Seeing Hiram sitting there with his throat slit made me feel particularly blue. He was a harmless old guy who often brightened up my mornings by yelling “Lookin’ good, Yvette!” when I snowshoed by his place on my way to Patuk’s Hardware, Tack, and Groceries. For Thanksgiving, he’d cooked himself an entire turkey even though he had no prospect of ever finding a female to share it with. There are five men to every woman in Nowhere, and that includes me whose taste doesn’t run to men and Moon who believes celibacy gives her the power to channel Isis.

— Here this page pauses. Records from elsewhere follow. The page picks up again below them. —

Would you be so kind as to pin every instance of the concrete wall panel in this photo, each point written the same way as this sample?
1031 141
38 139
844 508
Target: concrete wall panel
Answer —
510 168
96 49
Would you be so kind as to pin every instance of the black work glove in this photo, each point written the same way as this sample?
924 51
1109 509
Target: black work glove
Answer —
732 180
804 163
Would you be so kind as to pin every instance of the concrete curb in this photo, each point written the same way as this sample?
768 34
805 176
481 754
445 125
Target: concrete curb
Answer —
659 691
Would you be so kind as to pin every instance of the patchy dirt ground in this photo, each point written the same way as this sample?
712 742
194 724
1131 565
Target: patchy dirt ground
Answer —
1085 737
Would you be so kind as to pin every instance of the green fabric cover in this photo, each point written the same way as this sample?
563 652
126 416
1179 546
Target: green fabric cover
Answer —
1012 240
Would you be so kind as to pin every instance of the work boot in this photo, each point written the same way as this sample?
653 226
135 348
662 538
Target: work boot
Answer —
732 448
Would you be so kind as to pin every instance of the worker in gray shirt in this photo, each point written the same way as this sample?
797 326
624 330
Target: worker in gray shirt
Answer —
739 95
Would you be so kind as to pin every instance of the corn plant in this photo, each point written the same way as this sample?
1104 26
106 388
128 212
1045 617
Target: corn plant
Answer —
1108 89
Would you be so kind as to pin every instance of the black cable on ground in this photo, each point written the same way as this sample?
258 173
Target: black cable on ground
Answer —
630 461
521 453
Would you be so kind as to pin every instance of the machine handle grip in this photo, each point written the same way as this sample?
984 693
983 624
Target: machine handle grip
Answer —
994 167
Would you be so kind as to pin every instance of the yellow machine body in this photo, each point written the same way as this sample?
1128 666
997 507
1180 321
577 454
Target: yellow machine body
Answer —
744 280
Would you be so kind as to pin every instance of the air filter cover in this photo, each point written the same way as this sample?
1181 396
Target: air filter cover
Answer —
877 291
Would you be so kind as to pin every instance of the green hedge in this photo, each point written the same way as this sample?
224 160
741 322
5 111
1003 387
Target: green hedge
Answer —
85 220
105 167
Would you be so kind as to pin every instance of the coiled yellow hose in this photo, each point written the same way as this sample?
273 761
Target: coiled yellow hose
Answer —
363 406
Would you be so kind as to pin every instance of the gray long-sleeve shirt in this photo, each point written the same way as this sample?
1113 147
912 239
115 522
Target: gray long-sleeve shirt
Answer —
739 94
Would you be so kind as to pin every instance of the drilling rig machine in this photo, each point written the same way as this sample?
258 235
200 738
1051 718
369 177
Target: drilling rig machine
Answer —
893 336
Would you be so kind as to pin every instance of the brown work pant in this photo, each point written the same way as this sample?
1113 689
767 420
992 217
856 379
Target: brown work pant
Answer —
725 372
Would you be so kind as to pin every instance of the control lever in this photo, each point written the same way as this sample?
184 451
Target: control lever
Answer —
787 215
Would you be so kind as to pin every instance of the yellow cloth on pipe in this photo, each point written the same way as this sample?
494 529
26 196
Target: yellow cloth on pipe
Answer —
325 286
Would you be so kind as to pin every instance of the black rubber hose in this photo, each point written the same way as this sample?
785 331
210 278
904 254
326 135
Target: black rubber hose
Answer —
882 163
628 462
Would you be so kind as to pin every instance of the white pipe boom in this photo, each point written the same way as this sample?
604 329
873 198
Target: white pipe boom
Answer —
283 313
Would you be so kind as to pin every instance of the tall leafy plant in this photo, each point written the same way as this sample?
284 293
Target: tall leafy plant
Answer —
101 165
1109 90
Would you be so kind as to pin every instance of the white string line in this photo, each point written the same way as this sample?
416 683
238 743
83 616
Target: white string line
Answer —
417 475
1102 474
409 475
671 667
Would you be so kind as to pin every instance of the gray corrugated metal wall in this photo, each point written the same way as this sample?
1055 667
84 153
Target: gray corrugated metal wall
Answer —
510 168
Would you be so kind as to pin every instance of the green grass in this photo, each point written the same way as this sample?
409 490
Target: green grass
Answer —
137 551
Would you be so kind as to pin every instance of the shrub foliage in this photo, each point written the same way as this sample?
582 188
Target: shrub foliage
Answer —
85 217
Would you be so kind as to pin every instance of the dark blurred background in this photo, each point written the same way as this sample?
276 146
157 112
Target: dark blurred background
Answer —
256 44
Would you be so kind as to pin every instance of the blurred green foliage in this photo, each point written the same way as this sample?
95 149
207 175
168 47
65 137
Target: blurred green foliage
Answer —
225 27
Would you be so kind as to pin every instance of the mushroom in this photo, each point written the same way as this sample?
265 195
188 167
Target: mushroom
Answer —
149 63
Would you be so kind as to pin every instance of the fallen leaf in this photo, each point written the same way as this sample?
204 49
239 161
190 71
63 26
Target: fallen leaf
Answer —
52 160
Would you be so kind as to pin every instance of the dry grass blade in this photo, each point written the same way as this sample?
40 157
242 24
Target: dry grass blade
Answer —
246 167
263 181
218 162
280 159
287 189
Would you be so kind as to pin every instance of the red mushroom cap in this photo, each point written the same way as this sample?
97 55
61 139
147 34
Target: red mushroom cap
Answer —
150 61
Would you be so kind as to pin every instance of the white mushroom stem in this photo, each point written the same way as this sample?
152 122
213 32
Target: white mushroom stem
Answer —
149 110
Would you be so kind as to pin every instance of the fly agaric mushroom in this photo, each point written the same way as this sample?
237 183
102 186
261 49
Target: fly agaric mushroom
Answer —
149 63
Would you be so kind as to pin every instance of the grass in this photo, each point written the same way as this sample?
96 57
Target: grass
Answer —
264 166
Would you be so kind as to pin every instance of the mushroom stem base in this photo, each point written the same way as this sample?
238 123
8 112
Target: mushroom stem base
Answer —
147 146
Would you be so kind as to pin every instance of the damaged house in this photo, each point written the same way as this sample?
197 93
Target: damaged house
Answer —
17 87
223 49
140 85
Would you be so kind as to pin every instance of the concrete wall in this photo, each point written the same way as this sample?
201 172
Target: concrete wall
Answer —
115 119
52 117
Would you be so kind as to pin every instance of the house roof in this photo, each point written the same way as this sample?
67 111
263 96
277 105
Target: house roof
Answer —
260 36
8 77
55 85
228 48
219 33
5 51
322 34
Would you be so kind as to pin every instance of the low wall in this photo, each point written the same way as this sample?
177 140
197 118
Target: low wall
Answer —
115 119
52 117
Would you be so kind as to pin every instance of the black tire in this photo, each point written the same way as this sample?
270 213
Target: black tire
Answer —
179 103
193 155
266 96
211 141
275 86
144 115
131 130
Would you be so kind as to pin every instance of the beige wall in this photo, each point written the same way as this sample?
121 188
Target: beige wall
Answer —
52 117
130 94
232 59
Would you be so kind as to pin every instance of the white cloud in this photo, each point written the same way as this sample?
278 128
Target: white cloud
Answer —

I decided it was time to sit Moon down for a talk. If I had still been a cop, I would have had to read her her Miranda rights, but as it was, we were just a couple of neighbors having a friendly conversation during which Moon might or might not reveal that she was a homicidal maniac who enjoyed cutting up people as much as she enjoyed gutting trout.
“So how did you first discover that all these folks had been murdered?” I asked.
“Easy.” Moon gave a toss of her head that set her brass Isis earrings slapping against her neck like beaver tails. “I was out giving the dogs a run around two a.m. before the blizzard hit. Those were the only seven houses with their lights still on. No one stays up until two in the morning on Thanksgiving. Turkey is packed with tryptophans that knock you out faster than Ambien. Well, well, I thought, what have we here? Are the Murrays throwing a party I haven’t been invited to? I knocked on their door, and when they didn’t answer, I let myself in. When I saw the whole pack of them sitting there bleeding into Mabel Murray’s apple-nut-and-sausage dressing, I mushed over to the other houses that were lit up. Then I came to your place to tell you the bad news.”